Talking about the households, the bench said that any household can be a single parent household for reasons, including the death of a spouse, separation, or divorce.In the same breathe, the court added that

the guardians and caretakers (who traditionally occupy the roles of the “mother” and the “father”) of children may change with remarriage, adoption, or fostering.”

The Court said that manifestations of love and families may not be typical but they are as real as their traditional counterparts and deserving not only of protection under the law but also of the benefits available under social welfare legislation.

Justice DY Chandrachud, who wrote the verdict said that “The black letter of the law must not be relied upon to disadvantage families which are different from traditional ones.

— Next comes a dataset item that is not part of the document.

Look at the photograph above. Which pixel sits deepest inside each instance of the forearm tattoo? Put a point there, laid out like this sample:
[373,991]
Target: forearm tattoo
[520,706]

The same undoubtedly holds true for women who take on the role of motherhood in ways that may not find a place in the popular imagination.”

The bench added that till the time a purposive interpretation was not added in the present case, the object and intent of the grant of maternity leave would simply be defeated.

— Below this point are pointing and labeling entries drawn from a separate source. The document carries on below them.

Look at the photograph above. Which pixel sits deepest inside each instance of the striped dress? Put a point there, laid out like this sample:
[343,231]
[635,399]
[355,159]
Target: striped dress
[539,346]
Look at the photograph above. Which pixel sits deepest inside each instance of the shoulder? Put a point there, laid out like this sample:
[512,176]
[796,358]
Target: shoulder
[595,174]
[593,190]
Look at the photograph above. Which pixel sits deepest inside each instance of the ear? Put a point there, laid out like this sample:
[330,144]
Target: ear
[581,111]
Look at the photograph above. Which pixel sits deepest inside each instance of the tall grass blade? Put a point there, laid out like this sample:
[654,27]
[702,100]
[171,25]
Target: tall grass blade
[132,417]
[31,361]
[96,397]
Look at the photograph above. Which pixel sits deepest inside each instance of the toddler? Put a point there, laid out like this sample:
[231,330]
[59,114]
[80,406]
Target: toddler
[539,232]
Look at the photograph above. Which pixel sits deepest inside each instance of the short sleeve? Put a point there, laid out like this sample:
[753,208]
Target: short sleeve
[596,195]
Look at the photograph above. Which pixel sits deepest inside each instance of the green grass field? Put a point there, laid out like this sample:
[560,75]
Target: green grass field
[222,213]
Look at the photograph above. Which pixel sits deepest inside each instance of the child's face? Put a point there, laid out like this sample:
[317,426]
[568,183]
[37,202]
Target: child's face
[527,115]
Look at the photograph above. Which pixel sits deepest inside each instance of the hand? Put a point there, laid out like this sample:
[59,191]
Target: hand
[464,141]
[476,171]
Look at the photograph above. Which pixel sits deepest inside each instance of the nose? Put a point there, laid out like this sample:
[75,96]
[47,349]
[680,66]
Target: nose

The verdict says that “The grant of maternity leave under Rules of 1972 is intended to facilitate the continuance of women in the workplace.It added that it is a sad truth that many women are compelled to quit jobs due to the social circumstances after the birth of a child, if they are not granted leave and other facilitative measures.

The most important part that was added by the bench was that no employer should perceive childbirth as detracting from the purpose of employment and childbirth has to be construed in the context of employment as a natural incident of life.